Carefully explain the differences between the KNN classifier and KNN regression methods.
KNN Classifier is used for categorical (classification) tasks wile KNN Regression is used for continuous (regression) methods
KNN Classifier finds the K closest training points to a given test point and assigns the most frequent class among those neighbors, while KNN Regression finds the K closest training points and calculates the average of their response variables.
KNN Classifier uses majority voting, which means that the class label that appear the most among the K neighbors is assigned to that test point while KNN Regression uses numerical averaging, which means that the predicted value is the mean of the K nearest neighbors target value.

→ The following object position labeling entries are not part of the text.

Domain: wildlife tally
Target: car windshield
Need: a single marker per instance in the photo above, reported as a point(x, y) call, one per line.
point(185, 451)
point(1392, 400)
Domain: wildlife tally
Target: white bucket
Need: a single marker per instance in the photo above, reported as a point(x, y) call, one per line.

KNN Classifier’s output is a discrete category like ‘Yes’ or ‘No’, while KNN Regression’s output is a continuous numerical value.
library(ISLR)
attach(Auto)
pairs(Auto)
cor(Auto[, sapply(Auto, is.numeric)])
## mpg cylinders displacement horsepower weight
## mpg 1.0000000 -0.7776175 -0.8051269 -0.7784268 -0.8322442
## cylinders -0.7776175 1.0000000 0.9508233 0.8429834 0.8975273
## displacement -0.8051269 0.9508233 1.0000000 0.8972570 0.9329944
## horsepower -0.7784268 0.8429834 0.8972570 1.0000000 0.8645377
## weight -0.8322442 0.8975273 0.9329944 0.8645377 1.0000000
## acceleration 0.4233285 -0.5046834 -0.5438005 -0.6891955 -0.4168392
## year 0.5805410 -0.3456474 -0.3698552 -0.4163615 -0.3091199
## origin 0.5652088 -0.5689316 -0.6145351 -0.4551715 -0.5850054
## acceleration year origin
## mpg 0.4233285 0.5805410 0.5652088
## cylinders -0.5046834 -0.3456474 -0.5689316
## displacement -0.5438005 -0.3698552 -0.6145351
## horsepower -0.6891955 -0.4163615 -0.4551715
## weight -0.4168392 -0.3091199 -0.5850054
## acceleration 1.0000000 0.2903161 0.2127458
## year 0.2903161 1.0000000 0.1815277
## origin 0.2127458 0.1815277 1.0000000
model9c <- lm(mpg ~ . -name, data = Auto)
summary(model9c)
##
## Call:
## lm(formula = mpg ~ . - name, data = Auto)
##
## Residuals:
## Min 1Q Median 3Q Max
## -9.5903 -2.1565 -0.1169 1.8690 13.0604
##
## Coefficients:
## Estimate Std. Error t value Pr(>|t|)
## (Intercept) -17.218435 4.644294 -3.707 0.00024 ***
## cylinders -0.493376 0.323282 -1.526 0.12780
## displacement 0.019896 0.007515 2.647 0.00844 **
## horsepower -0.016951 0.013787 -1.230 0.21963
## weight -0.006474 0.000652 -9.929 < 2e-16 ***
## acceleration 0.080576 0.098845 0.815 0.41548
## year 0.750773 0.050973 14.729 < 2e-16 ***
## origin 1.426141 0.278136 5.127 4.67e-07 ***
## ---
## Signif. codes: 0 '***' 0.001 '**' 0.01 '*' 0.05 '.' 0.1 ' ' 1
##
## Residual standard error: 3.328 on 384 degrees of freedom
## Multiple R-squared: 0.8215, Adjusted R-squared: 0.8182
## F-statistic: 252.4 on 7 and 384 DF, p-value: < 2.2e-16
Yes, there is a relationship between the predictors and the response
variable as indicated by the extremely low p-value of 2.2e-16, which
suggests that at least one predictor significantly explains variation in
mpg. However, cylinders,
horsepower and acceleration do not have a
statistically significant effect on the response variable, which means
their individual effects on mpg are not statistically
significant.
displacement, weight, year,
and origin are the predictors with a statistically
significant relationship to the response.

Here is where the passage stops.